In March, the EU warned Spain that it needed to “take measures to ensure a timely and durable correction of the excessive deficit” and to submit a detailed plan of how it was to do so. The commission has the power to fine countries that persistently breach their deficit commitments up to 0.2% of GDP and send troika-style inspectors to scrutinise national officials. EU commissioners are scheduled to take a decision later this month.
Italy - which has the highest mountain of debt per GDP in the euro area after Greece - is also under scrutiny. The commission forecasts Italy’s public debt to be 132.7% of GDP in 2016, representing no decline from 2015. That’s more than double the EU’s 60% threshold.
The commission downgraded Italy’s growth forecast to 1.1% in 2016 from the 1.4% it predicted in February.
Italy is also under pressure because its structural deficit - stripping away one-time payments and the effects of the business cycle - is widening to a forecast 1.7% of GDP in 2016 from 1% in 2015.
France, the euro area’s second largest economy, which the commission warned in March about its increasing public debt and worsening productivity growth, will also continue to expand more sluggishly than the bloc as a whole. The commission forecasts growth of 1.3% of GDP in 2016 and 1.7% in 2017.

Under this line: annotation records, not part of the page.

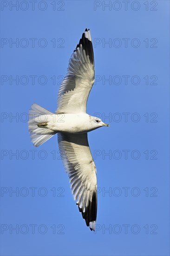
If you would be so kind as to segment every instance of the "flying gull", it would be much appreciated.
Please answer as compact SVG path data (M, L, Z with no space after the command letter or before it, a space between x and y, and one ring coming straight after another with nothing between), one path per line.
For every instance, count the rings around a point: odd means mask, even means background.
M94 55L90 30L85 29L69 61L53 114L36 103L30 110L30 137L38 147L57 133L59 151L74 200L87 226L95 230L97 217L96 168L87 132L109 126L86 113L94 82Z

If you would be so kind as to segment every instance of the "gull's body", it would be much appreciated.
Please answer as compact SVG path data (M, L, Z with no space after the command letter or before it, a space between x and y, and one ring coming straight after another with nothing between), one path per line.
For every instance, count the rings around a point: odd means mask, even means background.
M94 81L93 51L90 30L86 29L70 60L67 73L59 89L56 113L33 104L29 130L36 147L57 133L61 156L74 200L87 226L94 230L96 168L87 132L108 125L86 113L87 101Z

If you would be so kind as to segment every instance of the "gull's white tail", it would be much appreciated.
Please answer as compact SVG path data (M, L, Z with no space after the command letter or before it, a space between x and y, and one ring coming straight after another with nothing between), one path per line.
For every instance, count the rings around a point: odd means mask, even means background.
M46 127L49 115L51 116L53 113L36 103L31 106L29 113L28 128L31 141L35 147L38 147L56 134Z

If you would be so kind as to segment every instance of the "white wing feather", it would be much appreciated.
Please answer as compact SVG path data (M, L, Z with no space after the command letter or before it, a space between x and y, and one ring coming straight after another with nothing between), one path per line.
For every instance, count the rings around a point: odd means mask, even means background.
M86 29L70 59L59 91L56 113L86 113L94 81L93 50L90 30Z
M59 133L58 142L72 193L87 226L95 229L97 216L96 168L87 134Z

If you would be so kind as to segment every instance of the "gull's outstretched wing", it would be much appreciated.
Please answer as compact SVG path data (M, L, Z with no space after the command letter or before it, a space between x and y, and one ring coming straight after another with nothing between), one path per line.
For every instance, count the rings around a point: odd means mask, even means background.
M97 216L96 168L87 134L58 133L59 151L72 193L87 226L95 230Z
M86 29L71 56L59 89L57 114L86 113L94 81L94 55L89 29Z

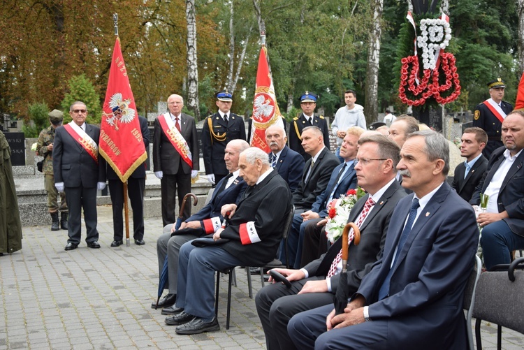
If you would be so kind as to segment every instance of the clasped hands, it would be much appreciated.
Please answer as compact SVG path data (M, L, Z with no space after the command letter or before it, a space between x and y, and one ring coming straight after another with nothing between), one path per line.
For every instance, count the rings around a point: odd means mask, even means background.
M344 313L335 315L335 309L328 315L326 319L326 327L328 331L332 329L339 329L349 326L361 323L364 319L364 305L365 299L362 296L348 302Z

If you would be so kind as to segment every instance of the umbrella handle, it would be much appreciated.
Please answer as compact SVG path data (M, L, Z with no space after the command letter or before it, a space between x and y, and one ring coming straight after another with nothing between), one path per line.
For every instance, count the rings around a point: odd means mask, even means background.
M193 205L195 207L198 203L198 198L196 198L196 196L194 194L190 192L184 196L184 199L182 200L182 205L180 205L180 212L178 213L180 217L184 217L184 208L186 207L186 200L187 200L187 197L193 197Z
M349 229L353 228L353 233L355 235L353 238L353 244L358 245L361 242L361 230L358 229L358 226L354 222L348 222L346 226L344 226L344 231L342 231L342 260L347 261L348 254L348 236L349 233Z

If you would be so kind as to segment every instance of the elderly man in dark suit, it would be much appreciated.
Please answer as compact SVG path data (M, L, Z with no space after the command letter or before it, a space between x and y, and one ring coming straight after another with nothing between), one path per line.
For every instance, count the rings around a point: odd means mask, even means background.
M304 171L304 159L286 145L287 137L284 127L272 125L265 130L265 142L271 152L269 162L287 182L293 193L298 186Z
M218 330L213 298L215 271L271 261L282 237L291 209L287 184L259 148L242 152L239 166L249 187L238 205L222 207L223 215L229 213L229 225L218 228L212 239L195 240L180 249L176 306L184 311L166 319L167 324L180 325L175 330L178 334Z
M316 226L319 222L328 216L328 205L331 200L346 194L349 189L357 187L354 159L356 157L358 138L365 131L359 126L351 126L344 131L344 140L339 152L339 157L344 162L333 169L328 186L316 197L311 209L301 214L295 214L293 218L291 229L288 234L288 252L291 256L290 266L295 268L303 266L300 263L306 226L308 225ZM296 246L292 245L296 242Z
M302 131L302 146L311 156L304 166L302 181L293 192L295 216L300 218L300 214L311 209L316 198L326 191L333 170L340 164L337 156L325 147L322 131L316 126L304 128ZM291 264L295 262L298 246L298 235L290 236L288 239L289 249L287 256ZM280 245L279 258L280 261L286 262L283 243Z
M487 269L509 263L511 252L524 249L524 111L514 110L502 123L504 147L491 154L488 170L471 204L488 196L486 212L479 214L481 245Z
M100 248L96 230L96 190L105 187L105 164L99 156L100 129L85 122L87 107L80 101L69 108L73 121L55 131L53 144L54 186L66 191L69 221L66 250L75 249L80 242L82 208L89 248Z
M474 212L446 182L442 135L409 135L400 157L402 186L414 194L395 207L380 260L343 313L326 305L290 320L298 349L467 348L463 300L479 240Z
M138 122L142 132L142 139L146 151L149 150L150 129L147 119L138 116ZM113 241L111 247L119 247L124 241L124 224L122 210L124 209L124 183L110 166L107 167L109 194L111 196L112 208ZM133 209L133 238L137 245L143 245L144 241L144 190L145 189L145 162L135 169L127 179L127 194L129 196Z
M488 159L482 155L487 142L486 131L476 126L467 128L462 134L460 155L466 160L455 168L451 187L467 202L488 168Z
M233 140L228 143L224 154L229 175L217 184L211 200L198 212L191 215L182 223L180 228L175 230L175 224L166 225L163 233L157 240L157 255L159 258L159 275L161 275L166 255L168 255L168 277L169 293L157 305L153 302L152 307L163 307L162 314L174 314L180 312L175 307L178 281L178 257L180 247L197 237L214 233L214 226L219 226L224 217L220 214L222 206L238 202L244 195L247 185L240 176L238 159L240 153L249 147L244 140Z
M163 225L176 220L175 214L177 187L178 205L191 191L191 179L198 173L198 141L195 119L182 112L181 96L168 98L169 112L154 119L153 134L153 169L161 180L162 221ZM191 207L184 208L184 218L191 215Z
M348 135L347 133L344 140ZM406 196L395 179L395 167L400 159L398 146L381 135L365 137L359 143L359 161L355 170L358 184L365 188L368 194L355 204L348 220L360 223L361 235L358 245L349 246L350 293L356 291L362 277L379 258L393 209ZM344 143L341 153L344 153L343 149ZM275 269L292 281L291 288L275 283L265 286L256 294L256 310L265 333L268 349L295 349L287 333L287 324L291 316L333 302L342 268L342 263L336 260L341 249L342 240L339 239L327 254L303 269ZM330 274L334 264L335 268Z

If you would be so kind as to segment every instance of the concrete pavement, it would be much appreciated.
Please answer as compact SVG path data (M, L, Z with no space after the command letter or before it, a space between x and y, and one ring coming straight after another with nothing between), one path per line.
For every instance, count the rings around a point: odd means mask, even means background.
M264 334L243 269L237 269L231 326L226 330L227 277L221 282L221 330L177 335L164 323L156 298L155 243L161 219L145 220L146 245L111 248L110 206L99 206L100 249L64 250L65 231L24 227L23 249L0 257L0 350L15 349L264 349ZM85 238L82 224L82 240ZM132 234L131 234L132 235ZM253 279L254 293L261 288ZM156 300L156 299L155 299ZM524 348L524 336L503 329L502 349ZM495 349L497 330L484 323L484 349Z

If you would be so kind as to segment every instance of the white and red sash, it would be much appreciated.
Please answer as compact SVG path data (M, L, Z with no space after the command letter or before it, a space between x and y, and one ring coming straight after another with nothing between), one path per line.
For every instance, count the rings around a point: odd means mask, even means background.
M66 131L78 143L80 146L85 150L85 151L91 156L91 157L96 162L99 163L99 146L96 145L96 143L94 140L91 138L91 136L87 135L84 130L78 126L73 122L71 122L64 126Z
M171 143L173 147L177 150L179 154L184 161L193 168L193 158L191 154L191 150L189 146L187 145L184 136L182 136L180 132L177 129L175 123L171 119L171 116L168 112L163 113L159 116L159 122L160 122L160 126L162 128L163 133ZM182 119L180 119L180 124L182 124ZM182 126L181 126L182 127Z
M506 117L506 113L504 112L502 108L501 108L500 106L493 100L493 99L488 99L483 102L483 103L489 108L491 112L497 117L497 119L499 119L501 123L504 122L504 119Z

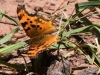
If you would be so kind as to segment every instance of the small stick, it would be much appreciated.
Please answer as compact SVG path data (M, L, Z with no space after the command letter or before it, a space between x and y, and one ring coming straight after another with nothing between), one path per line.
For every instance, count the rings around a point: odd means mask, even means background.
M59 8L60 6L64 3L65 0L62 0L62 2L60 3L60 5L52 12L52 14L54 14Z

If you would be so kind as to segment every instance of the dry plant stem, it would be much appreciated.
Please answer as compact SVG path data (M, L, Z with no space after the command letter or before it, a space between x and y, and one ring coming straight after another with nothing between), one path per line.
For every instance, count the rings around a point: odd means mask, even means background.
M21 36L13 35L12 38L18 38L18 39L19 39L19 38L23 38L23 37L25 37L25 36L26 36L26 34L25 34L25 35L21 35Z
M62 2L60 3L60 5L52 12L52 14L54 14L59 8L60 6L64 3L65 0L62 0Z

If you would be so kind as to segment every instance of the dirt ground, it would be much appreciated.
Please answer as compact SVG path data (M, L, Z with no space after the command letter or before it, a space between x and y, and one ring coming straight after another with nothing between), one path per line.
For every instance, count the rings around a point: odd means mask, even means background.
M80 2L86 2L87 0L70 0L69 5L67 6L67 9L65 11L66 18L69 18L75 13L75 4ZM26 10L28 12L34 12L34 8L41 7L44 12L48 13L54 13L53 15L59 15L61 16L62 10L67 5L68 0L0 0L0 11L6 10L7 15L15 19L18 23L17 13L16 9L18 4L25 4ZM59 7L60 6L60 7ZM55 11L57 8L59 9ZM99 10L98 10L99 11ZM93 16L90 18L90 20L94 23L100 23L99 18L96 16ZM10 31L12 31L16 26L12 25L13 23L9 21L7 18L3 18L0 20L0 36L5 36ZM25 34L23 31L23 28L20 27L20 31L16 33L16 35L20 36L22 34ZM16 42L21 42L29 39L27 36L21 39L18 39ZM93 38L90 39L90 37L85 37L86 41L88 42L94 42ZM23 53L23 56L27 63L31 63L30 58L27 56L27 49L24 48L24 50L21 50ZM25 54L26 53L26 54ZM9 62L11 64L25 64L25 61L23 57L18 55L17 51L13 51L11 54L5 55L0 57L0 59ZM97 75L98 68L95 65L91 65L86 60L85 56L81 53L78 54L72 54L67 59L70 62L71 65L71 73L76 75ZM0 75L26 75L21 74L18 70L9 68L3 64L0 64Z

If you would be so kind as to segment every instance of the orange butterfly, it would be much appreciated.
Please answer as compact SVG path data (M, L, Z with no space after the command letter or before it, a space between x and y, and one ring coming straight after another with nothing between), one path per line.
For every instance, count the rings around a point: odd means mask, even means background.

France’s public debt will spiral to 97% of GDP in 2017 from 96.4% in 2016 and 95.8% in 2015, according to yesterday’s forecast.
“The recovery in the euro area remains uneven, both between member states and between the weakest and the strongest in society,” Moscovici said in a statement. “That is unacceptable and requires determined action from governments, both individually and collectively.”
The euro area’s unemployment rate, which is slowly declining from record levels, is forecast to fall to 9.9% in 2017, from 10.3% in 2016 and 10.9% in 2015.